Amandla Stenberg (Rue from "The Hunger Games") is a good young actress, with charm to spare, and she actually has good chemistry with Nick Robinson. Both actors are surprisingly a delight to watch together, injecting humor, likability, and some professionalism to a fine, but not perfect script. Anika Noni Rose does good work as well, despite some "Things" involving a little twist that happens later on. (I Can't spoil it for you. Even though I want to. Sorry.)
"Everything, Everything" is a well made, well acted, fairly charming romance for about the first 70 minutes or so. It's in the last 20 where the movie collapses on itself. Somewhat like earlier this year's "The Space Between Us" (Though this film is slightly better made), the film leads to a rather bizarre plot twist that would normally raise questions in the real world. It's beyond stupid, it makes zero sense, and it destroys any form of logic that the film had set up from the beginning.

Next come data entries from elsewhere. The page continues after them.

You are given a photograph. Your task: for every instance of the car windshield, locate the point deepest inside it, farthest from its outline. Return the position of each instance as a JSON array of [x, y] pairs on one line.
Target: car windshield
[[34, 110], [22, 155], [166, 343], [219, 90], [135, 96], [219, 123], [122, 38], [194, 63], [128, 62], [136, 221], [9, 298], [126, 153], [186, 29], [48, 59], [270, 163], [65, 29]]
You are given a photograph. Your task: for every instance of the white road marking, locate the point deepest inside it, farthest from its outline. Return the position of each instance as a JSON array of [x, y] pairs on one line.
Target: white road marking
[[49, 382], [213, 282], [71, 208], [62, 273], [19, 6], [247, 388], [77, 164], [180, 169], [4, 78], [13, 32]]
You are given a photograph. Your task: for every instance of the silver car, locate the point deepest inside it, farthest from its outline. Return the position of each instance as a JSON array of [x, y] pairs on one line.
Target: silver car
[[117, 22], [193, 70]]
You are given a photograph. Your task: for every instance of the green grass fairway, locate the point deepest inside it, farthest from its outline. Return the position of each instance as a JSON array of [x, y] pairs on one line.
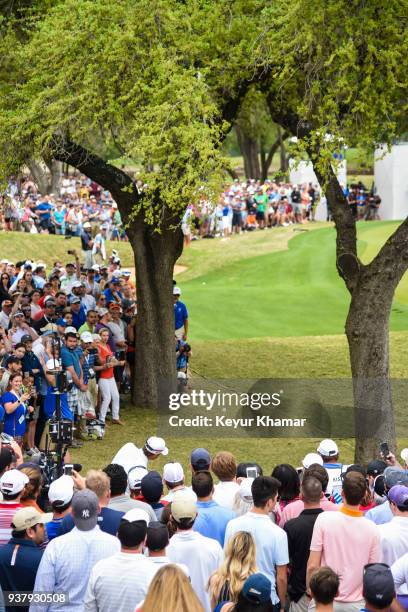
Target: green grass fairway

I was even considering giving "Everything, Everything" are fairly positive review up until the ludicrous ending. A genuinely heartwarming and at times effective movie is nearly ruined by it's soap opera-style plotting. Which is a bit of a shame. When I awkwardly go into these movies all by myself, I don't need the experience to be made even more awkward than necessary. Think about MY feelings for a change. 2 stars. Rated PG-13 For Adult Content And Poor And Seriously Improper Medical Practices.